You might never get 8 months off from school to take the trip, but science fiction writers and scientists have dreamed of colonies on Mars, with outlying cities on its moons Phobos and Deimos.

In 1993, this is what NASA imagined human habitats in Mars could look like.

This year, a Dutch group unveiled plans to establish a human Mars base by 2023 – one powered by 3,000 square metres of solar panels. According to their schedule, the first crew of four astronauts would arrive that year. Afterwards, at two year intervals, more people would be sent until, a decade later, over twenty people could be living and working on Mars. The catch? They’d have no way of getting back.

Even if there are people willing to permanently migrate to another planet, we might have to wait longer than that. There are many challenges still to be met. Less ambitious plans for 2016 include a new program which will send Insight to investigate the interior of the planet. Scientists would like to know how different it is from Earth’s own spinning core; in particular, is it solid or liquid? You see, what lies underneath the Martian surface is key to explaining what’s happening above it. Earth’s core generates a wide magnetic field that protects our planet and our atmosphere from the worst of the solar winds, but Mars doesn’t have a magnetic field and its thin atmosphere is constantly being stripped away – but scientists believe the core might not have always been like this.

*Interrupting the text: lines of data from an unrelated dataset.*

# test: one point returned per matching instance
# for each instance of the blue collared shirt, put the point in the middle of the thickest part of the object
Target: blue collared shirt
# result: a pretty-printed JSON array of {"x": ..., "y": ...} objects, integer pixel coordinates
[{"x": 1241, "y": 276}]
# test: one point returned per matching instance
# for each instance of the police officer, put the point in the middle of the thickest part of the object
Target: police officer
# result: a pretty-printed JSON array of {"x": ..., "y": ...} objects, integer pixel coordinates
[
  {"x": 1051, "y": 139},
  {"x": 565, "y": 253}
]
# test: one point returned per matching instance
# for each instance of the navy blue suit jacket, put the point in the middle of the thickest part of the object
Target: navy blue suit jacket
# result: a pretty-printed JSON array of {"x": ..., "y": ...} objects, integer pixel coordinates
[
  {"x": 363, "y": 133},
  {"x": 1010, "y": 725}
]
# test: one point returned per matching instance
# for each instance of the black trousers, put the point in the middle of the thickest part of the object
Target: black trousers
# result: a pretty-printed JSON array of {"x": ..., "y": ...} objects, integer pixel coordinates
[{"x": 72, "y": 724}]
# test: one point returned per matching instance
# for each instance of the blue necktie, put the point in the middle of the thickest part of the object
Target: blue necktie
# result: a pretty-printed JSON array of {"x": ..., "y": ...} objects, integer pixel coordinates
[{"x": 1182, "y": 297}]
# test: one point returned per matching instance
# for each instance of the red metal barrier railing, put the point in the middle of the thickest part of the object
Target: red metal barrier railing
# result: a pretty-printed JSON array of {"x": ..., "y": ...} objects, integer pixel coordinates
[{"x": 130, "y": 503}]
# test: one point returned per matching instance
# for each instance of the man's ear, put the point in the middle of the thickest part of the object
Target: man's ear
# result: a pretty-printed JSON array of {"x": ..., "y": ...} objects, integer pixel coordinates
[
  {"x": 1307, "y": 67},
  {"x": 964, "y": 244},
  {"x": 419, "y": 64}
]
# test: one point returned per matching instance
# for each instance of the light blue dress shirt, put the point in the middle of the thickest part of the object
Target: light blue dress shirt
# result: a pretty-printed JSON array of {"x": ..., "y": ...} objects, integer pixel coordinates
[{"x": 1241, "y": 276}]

Another proposed project – MAVEN – may become the first spacecraft to study the Martian atmosphere, tracking how fast atmospheric gases are being lost to space today. What MAVEN finds out will tell us a great deal about whether Mars could have supported life. It will use eight science instruments to collect data for the course of one Earth year, equivalent to about half of a Martian year.

While we’ve melted, photographed and shattered rocks on Mars, we’ve never actually brought any back to Earth. NASA is considering collaborating with the European Space Agency to collect and cache samples from Mars to eventually bring back to Earth.

Space exploration, while thrilling, doesn’t come cheap, and a robotic mission to collect soil and rock samples and return them to Earth for analysis could cost up to $8 billion. However, rocket entrepreneur Elon Musk believes he could do it in half a million dollars. Private companies like his SpaceX are now in the running to see who can make holidays to Mars affordable. “My vision is for a fully reusable rocket transport system between Earth and Mars that is able to re-fuel on Mars — this is very important — so you don’t have to carry the return fuel when you go there,” he told BBC.

Why invest so much money, time and human endeavour in finding out if Mars once supported life? There are many reasons, but the most compelling is what we find on the red planet can tell us the secrets our own planet hides.